Maalesef tarih bizi bir kez daha haklı çıkarttı ve “üniversitenin” mücadelesi, arkasında işçi sınıfı olmadığı için başarıya ulaşamadı. Hükumet tasarıyı birkaç günlük gecikmeyle de olsa meclisten geçirdi ve üniversiteleri böldü.

ÜNİVERSİTE ÇÖZER

Kuşkusuz sorunların nasıl çözülebileceği konusunda herkes bizimle aynı görüşleri paylaşmak zorunda değil. Nitekim üniversitelerin bölüneceği haberi medyaya düşer düşmez, çeşitli kesimlerden “üniversitenin buna izin vermeyeceği” tarzında yorumlar geldi.

Üniversitelerin bir bölümünden de farklı sesler yükseldi. “Bölünmeye karşı çıkışımız ideolojik değil” diyenler de oldu, “bizim ideolojimiz, üniversitenin bölünmemesi ideolojisi” diyen de. Oysa üniversiteleri bölmek isteyenlerin tutumu oldukça “ideolojikti”. Kimileri görmek istemese de…

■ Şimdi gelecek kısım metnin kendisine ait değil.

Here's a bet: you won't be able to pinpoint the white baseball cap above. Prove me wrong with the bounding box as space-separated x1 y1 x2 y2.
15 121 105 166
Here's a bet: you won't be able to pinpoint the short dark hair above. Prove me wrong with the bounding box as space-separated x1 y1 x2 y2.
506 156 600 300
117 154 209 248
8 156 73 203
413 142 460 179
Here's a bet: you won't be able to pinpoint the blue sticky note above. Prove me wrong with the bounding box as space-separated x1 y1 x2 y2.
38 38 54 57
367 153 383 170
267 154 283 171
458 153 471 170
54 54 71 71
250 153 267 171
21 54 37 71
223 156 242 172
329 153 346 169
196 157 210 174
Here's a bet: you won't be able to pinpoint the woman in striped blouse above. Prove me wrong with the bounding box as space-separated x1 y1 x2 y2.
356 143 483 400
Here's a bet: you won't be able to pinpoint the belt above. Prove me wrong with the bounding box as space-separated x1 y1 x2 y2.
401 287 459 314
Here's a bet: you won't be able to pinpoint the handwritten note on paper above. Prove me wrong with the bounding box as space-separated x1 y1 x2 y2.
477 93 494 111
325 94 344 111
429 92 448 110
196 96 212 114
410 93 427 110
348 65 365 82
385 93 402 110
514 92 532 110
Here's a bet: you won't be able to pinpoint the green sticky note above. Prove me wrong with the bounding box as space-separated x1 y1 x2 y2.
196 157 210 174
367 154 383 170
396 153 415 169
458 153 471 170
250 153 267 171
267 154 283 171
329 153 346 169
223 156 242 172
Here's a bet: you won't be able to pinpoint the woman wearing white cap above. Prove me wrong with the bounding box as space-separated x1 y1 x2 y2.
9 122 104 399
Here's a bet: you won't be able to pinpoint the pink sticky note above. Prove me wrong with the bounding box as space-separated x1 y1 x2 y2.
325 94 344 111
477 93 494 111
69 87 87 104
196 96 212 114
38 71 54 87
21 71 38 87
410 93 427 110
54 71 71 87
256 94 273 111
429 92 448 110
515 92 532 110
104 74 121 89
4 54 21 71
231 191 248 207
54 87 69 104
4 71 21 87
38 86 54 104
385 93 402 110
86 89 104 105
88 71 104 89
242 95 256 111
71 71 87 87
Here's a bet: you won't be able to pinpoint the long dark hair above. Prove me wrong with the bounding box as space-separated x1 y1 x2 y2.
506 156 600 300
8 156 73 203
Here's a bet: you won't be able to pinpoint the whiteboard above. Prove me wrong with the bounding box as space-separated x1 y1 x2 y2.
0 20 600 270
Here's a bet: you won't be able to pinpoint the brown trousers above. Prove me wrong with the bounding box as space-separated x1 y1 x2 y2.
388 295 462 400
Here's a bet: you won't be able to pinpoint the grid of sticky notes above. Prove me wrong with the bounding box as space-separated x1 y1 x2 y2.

Bazıları Cumhurbaşkanı’nın “doğru bilgilendirilmediğini” ileri sürdüler. Hatta üniversitelerin bölünmesi düşüncesinin, tam seçim arifesinde AKP’ye oy kaybettirmeyi amaçlayan yeni bir FETÖ kumpası olduğunu iddia edenler dahi çıktı. Birileri Cumhurbaşkanı’na erişebilse ve doğruları anlatsa mesele çözülecekti.

Çözülemedi.

ORTADA İŞÇİ SINIFI MI VAR?

Bazı dostlar da biz “işçi sınıfı” dedikçe, “ortada işçi sınıfı mı var?” diye soruyor. Çok da haksız sayılmazlar. Başta DİSK olmak üzere işçi sınıfının sendikal örgütlerinden üniversitelerin bölünmesine karşı güçlü bir ses duyamadık.

Gerçi uzun zamandır işçilerden kendi sorunları üzerine de gür bir ses duyamıyoruz. DİSK’i başkan olduğu dönemde sessiz tutmayı başaran Kani Beko da ödülünü eski DİSK başkanları gibi CHP’den vekil olarak almaya hazırlanıyor. Yani batı cephesinde değişen bir şey yok…

Ancak bu durum ortada bir işçi sınıfının olmadığı anlamına gelmez. Ortada bir işçi sınıfı var. Hem de nüfusun ezici çoğunluğunu oluşturan, eskiden olduğu gibi bugün de hayatı yaratmaya devam eden bir işçi sınıfı. Fakat henüz bilinçli ve örgütlü değil.

İŞÇİ SINIFI OLMADAN OLMAZ

Biz “işçi sınıfı olmadan olmaz” derken, çağımızın bir gerçeğini ifade etmeye çalışıyoruz. Emperyalizm çağında burjuvazinin “hiçbir toplumsal sorunu” çözemeyeceğini, sorunların “ancak ve sadece” işçi sınıfı tarafından çözülebileceğini, çünkü artık toplumsal sorunları çözmeye yetenekli tek sınıfın işçi sınıfı olduğunu söylüyoruz.

İşçi sınıfı ortaya çıkıp, masaya yumruğunu vurmadan, ne şeker fabrikalarının satışı durdurulabilir, ne üniversitelerin bölünmesi önlenebilir, ne de başka herhangi bir toplumsal sorun (örneğin daha önce yazılarımızda yer verdiğimiz gıda zehirlenmesi sorunu) çözülebilir.

Peki, o halde işçi sınıfı “sınıf bilinci” kazanana ve örgütlenene kadar oturulup beklenecek mi? Elbette hayır. Fakat mücadeleye işçi sınıfı olmaksızın kazanılamayacağının bilinciyle devam edilecek. Üniversitelerin değil, işçilerin çözebileceğine inanarak devam edilecek. Boş hayallere kapılmadan, kendimizi ve başkalarını kandırmadan.